Audit Mode is a feature of Windows 7 (and Windows Vista) that will allow you to install and uninstall applications and drivers and make system changes without creating a user account or entering any computer information. Using Windows’ built-in Administrator account, you can install and uninstall programs, updates and drivers. When you’re finished you can repackage the OS using a program called Sysprep, which will delete the temporary Administrator account and display the Out of Box Experience (OOBE) setup wizard with which Windows users should by now be familiar.
Audit Mode is a tool that is useful only in specific circumstances, but it is very valuable to some – for example, maybe you’ve bought or built a new computer for a friend or family member, and you want to uninstall crapware or update some drivers while allowing the machine to keep that new-computer smell. Maybe you’re a small (or large) PC reseller who wants to customize a PC in certain ways before selling it or passing it to a client. In these and in other scenarios, Audit Mode can be a very valuable tool.
So, how to access it? Audit Mode can only be accessed when Windows is starting up for the first time, during the aforementioned OOBE process – this is the same whether you just installed the OS yourself from a DVD or whether you’re booting up a PC from someone like Dell or HP for the first time. When Windows asks you for your username, press CTRL + Shift + F3. This combo will stop the OOBE wizard and launch Audit Mode. When the PC boots, it will automatically login to the temporary Administrator account and launch Sysprep.
Now, you can connect to networks, install and uninstall applications and drivers, and make other changes to the system just as you would as a normal user. Since Audit Mode runs using the built-in Administrator account, you will not see any UAC prompts as you make system changes – this is normal. You can also reboot the PC as many times as you want – it will continue to boot into Audit Mode until you run the Sysprep process.
Now, let’s bring our attention to the Sysprep window, pictured above.
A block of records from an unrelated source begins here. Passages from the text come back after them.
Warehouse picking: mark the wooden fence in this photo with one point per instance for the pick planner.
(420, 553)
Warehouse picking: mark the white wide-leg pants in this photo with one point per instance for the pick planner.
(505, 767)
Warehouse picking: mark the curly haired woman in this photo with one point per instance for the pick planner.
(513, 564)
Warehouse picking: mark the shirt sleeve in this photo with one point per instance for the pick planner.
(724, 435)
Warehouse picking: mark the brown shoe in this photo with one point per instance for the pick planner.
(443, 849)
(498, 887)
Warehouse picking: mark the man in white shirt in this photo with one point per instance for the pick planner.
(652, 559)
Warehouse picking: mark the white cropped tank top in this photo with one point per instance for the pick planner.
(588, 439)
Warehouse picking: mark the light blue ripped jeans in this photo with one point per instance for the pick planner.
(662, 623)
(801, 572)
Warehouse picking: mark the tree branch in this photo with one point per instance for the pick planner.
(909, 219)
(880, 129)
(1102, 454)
It’s a simple tool to use, and it automatically launches in Audit Mode – once you’ve finished making changes to the operating system, you’ll need to run the tool to make the computer boot in normal mode.
Under the System Cleanup Action drop-down menu, make sure to select Enter System Out-of-Box Experience (OOBE), and to make sure that the Generalize box is unchecked – you only need to Generalize a system if you’re planning on making a disk image of the OS and deploying that image on computer with different hardware.
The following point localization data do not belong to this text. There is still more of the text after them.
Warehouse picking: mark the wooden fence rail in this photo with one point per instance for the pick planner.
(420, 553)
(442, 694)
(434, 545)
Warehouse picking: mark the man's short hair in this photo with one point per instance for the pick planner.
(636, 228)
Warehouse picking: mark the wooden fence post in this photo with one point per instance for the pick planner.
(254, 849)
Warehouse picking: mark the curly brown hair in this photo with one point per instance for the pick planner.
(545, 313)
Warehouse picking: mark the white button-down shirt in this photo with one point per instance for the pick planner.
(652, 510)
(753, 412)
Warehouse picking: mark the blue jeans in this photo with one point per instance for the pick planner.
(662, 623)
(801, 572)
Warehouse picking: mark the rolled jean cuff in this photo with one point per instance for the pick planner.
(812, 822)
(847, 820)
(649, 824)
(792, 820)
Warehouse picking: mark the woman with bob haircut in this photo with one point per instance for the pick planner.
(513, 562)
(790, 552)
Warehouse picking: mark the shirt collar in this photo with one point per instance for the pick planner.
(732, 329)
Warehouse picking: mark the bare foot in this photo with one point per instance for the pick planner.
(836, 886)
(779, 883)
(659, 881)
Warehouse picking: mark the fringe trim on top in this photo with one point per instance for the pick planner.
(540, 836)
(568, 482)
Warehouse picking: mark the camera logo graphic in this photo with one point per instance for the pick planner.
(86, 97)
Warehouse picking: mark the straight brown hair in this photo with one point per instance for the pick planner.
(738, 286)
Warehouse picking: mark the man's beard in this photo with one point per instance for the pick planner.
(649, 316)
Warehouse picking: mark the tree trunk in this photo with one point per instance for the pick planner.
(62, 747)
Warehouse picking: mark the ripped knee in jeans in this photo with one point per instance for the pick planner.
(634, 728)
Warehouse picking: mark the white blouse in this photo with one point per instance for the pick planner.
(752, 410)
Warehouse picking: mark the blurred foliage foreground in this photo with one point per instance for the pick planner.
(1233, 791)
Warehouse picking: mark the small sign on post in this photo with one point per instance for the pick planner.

Under the Shutdown Options menu, I usually select Shutdown instead of Reboot – this shuts the PC down and allows you to pack it up or store it until it’s ready to be used. The next time the computer is turned on, it will ask the user for their desired account name and password just like any new PC.
Audit Mode becomes infinitely more useful and powerful when used in conjunction with other Microsoft deployment tools like the Windows Automated Installation Kit (WAIK, or just AIK), though these tools are of limited use to anyone but enterprise IT administrators. Still, complicated as these tools are, I hope to write follow-up pieces to instruct people on the basics of their use. Until then, I hope some of you find Audit Mode useful for deploying more professional-looking PCs.